The history of fashion photography has shown to reflect not only the changing face of cultural values of society, but also the contemporary desires and fantasies of the consumer.
In the early 20th century, following advancements in photography, magazine editorials Vogue and Harper’s Bazaar saw significant potential in the newly discovered and growing relationship between photograph and print.
What started out as a dare to photographer Edward Steichen to showcase the artistic value of photographed gowns caught on, and by the 1920’s, fashion photography was a mainstay theme for the two leading magazines, replacing previously drawn illustrations.
During the time of the Roaring 20’s, the photographic mood was set by artists such as Salvador Dali who offered Surrealistic escapes from the every day-to-day reality of modern life. Man Ray proved to be a leader in the avant-garde style of photography which aimed at tapping into the unconscious of the individual. Photographers Horst P. Horst and Baron George Huyningen-Huene also experimented with classical themes and the importance of light on the subject.
The post-war period catalyzed experimental themes further. Forgoing intentionally classical themes, photographers and models began to experiment with ideas of urbanity, glamor, spontaneity, and above all, femininity.
In 1947 Christian Dior introduced his “New Look” fashion line, which featured accentuated curves in woman’s wear with the hip being prominent. The line was a huge success, and was hugely popular in Europe and in Hollywood.
The feminist awakening continued with photographer Richard Avedon, whose models posed in spontaneous and creative poses. Two of his most famous portrait models, Twiggy and Jean Shrimpton, became household names, and would become icons.
The 60’s revolution saw further break from classical conventions as fashion broke the mold introducing new stylization in patterns, coloring, and design, as well as becoming looser fitting. Society took these fashion trends to heart, and these clothing elements would later become inspiration for the liberated hippie ensemble.
By the 1970’s, with feminism reaching a new social-political importance, the woman in the photograph represented as much, if not more, than the fashion behind the image. Femininity gave power to the clothes.
“Pret-a-porter”, or ready to wear, clothing changed consumerism forever as jeans and easily accessible clothes were made ready for public consumption. Fashion advertising and commercialism skyrocketed, as did demand.

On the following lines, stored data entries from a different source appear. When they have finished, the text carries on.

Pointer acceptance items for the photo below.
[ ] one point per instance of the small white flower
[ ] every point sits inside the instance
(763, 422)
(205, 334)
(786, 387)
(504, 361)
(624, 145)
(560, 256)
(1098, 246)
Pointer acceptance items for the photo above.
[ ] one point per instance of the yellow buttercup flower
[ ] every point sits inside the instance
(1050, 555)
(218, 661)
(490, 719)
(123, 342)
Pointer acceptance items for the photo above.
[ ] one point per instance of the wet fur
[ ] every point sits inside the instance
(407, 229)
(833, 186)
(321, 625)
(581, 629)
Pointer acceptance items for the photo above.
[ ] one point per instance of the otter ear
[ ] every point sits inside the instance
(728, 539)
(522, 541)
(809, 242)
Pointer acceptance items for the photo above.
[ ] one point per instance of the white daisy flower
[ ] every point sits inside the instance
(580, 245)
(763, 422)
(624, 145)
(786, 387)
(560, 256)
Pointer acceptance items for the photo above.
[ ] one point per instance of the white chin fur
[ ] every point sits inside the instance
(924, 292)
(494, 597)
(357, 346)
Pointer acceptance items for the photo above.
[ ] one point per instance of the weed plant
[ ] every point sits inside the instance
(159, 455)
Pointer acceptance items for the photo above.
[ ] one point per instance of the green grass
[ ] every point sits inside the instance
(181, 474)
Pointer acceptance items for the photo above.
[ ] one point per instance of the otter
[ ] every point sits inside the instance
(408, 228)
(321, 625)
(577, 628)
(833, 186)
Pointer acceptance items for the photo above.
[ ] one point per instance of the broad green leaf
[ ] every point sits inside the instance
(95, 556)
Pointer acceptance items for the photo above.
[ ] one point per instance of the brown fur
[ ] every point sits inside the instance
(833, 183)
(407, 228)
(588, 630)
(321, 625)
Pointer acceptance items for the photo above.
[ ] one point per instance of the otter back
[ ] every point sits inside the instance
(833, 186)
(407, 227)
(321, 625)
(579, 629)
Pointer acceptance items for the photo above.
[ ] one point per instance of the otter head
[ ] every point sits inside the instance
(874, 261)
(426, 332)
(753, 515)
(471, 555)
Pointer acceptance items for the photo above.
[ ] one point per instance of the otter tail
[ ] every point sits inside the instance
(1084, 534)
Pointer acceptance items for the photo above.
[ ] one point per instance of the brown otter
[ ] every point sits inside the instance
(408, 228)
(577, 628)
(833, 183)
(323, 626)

With consumerism exploding into the 1980’s, fashion became a powerful piece in the hodgepodge mixture of consumer interests, often being featured alongside music and trends in magazines. Fashion photographers were now approaching their work from a mass marketing point of view, and photos were being composed with the capitalist dollar in mind.
The 90’s, in contrast, saw fashion photography celebrating the lives of everyday people. Over-sensitized to the consumerist spin of the previous decade, over-the-top glam grew tired in the eyes of the public; it was no longer relatable and the marketing effort was too obvious.
Models and campaigns were encouraged to act as “natural” as possible, and the shift in the fashion photography pendulum shifted from consumerism to art in regards to composition and meaning. Minimalistic themes became common, and every individual was uniquely beautiful.
In the post-modern fashion photography world of today, the line between commercial and aesthetic is continuously being blurred. Where art ends and advertising begins is sometimes difficult to differentiate, especially when new technological tools give photographers endless editing capabilities.
Fashion photography has become a narrative for the consumer to make sense of, and perhaps apply to their own lives. Photographers such as Ellen von Unwerth and Annie Leibovitz showcase themes such as the luxurious lifestyles of celebrity and the exoticness of beauty.
Given recent technological advancements, it will be interesting to see how the art of fashion photography evolves and to see what themes will entice the next generation.